Genoa’s exhibition also presents an unpublished Still Life that is now the first of many that can be referred to him: the format, the colour of the preparation, the intimate and refined compositional setting, but especially the mood, link it to his stay in Milan in 1610-1611. Here, he saw the Canestra that Caravaggio painted for Cardinal Federico Borromeo, who was related to the family the priest worked as a guardian for. But had Strozzi met Caravaggio, before? Very probably so, given that very soon Strozzi assimilated and reworked his revolutionary intuitions: the scenic use of light and high-impact realism distinguish the most Caravaggesque works of the priest, as seen in the rediscovery of Christ before Caiaphas, on display.

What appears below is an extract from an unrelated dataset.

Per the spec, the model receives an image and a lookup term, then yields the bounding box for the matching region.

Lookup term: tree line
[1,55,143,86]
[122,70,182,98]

The exhibition in Genoa offers the opportunity to compare for the first time four paintings three from museums and one from a private one, linked to the large canvas that Strozzi painted for the destroyed church of the Incurabili in Venice in the mid-1630s: the two large models of the Uffizi and the Accademia Ligustica di Belle Arti, the fragment already in Aldo Zerbone collection and recently purchased for the Gallerie dell’Accademia in Venice, and an extraordinary prima idea for the figure of the king, rediscovered in a private collection. In the large canvases one appreciates the qualities of a superb colourist who was the first to understand the revolution of Rubens but also how much the Cappuccino looked at the Venetian masters of the sixteenth century, from Veronese to Titian and Tintoretto. In the sketch, one appreciates his use of the brush: colour that becomes light, light that becomes matter, impasto that becomes vapour.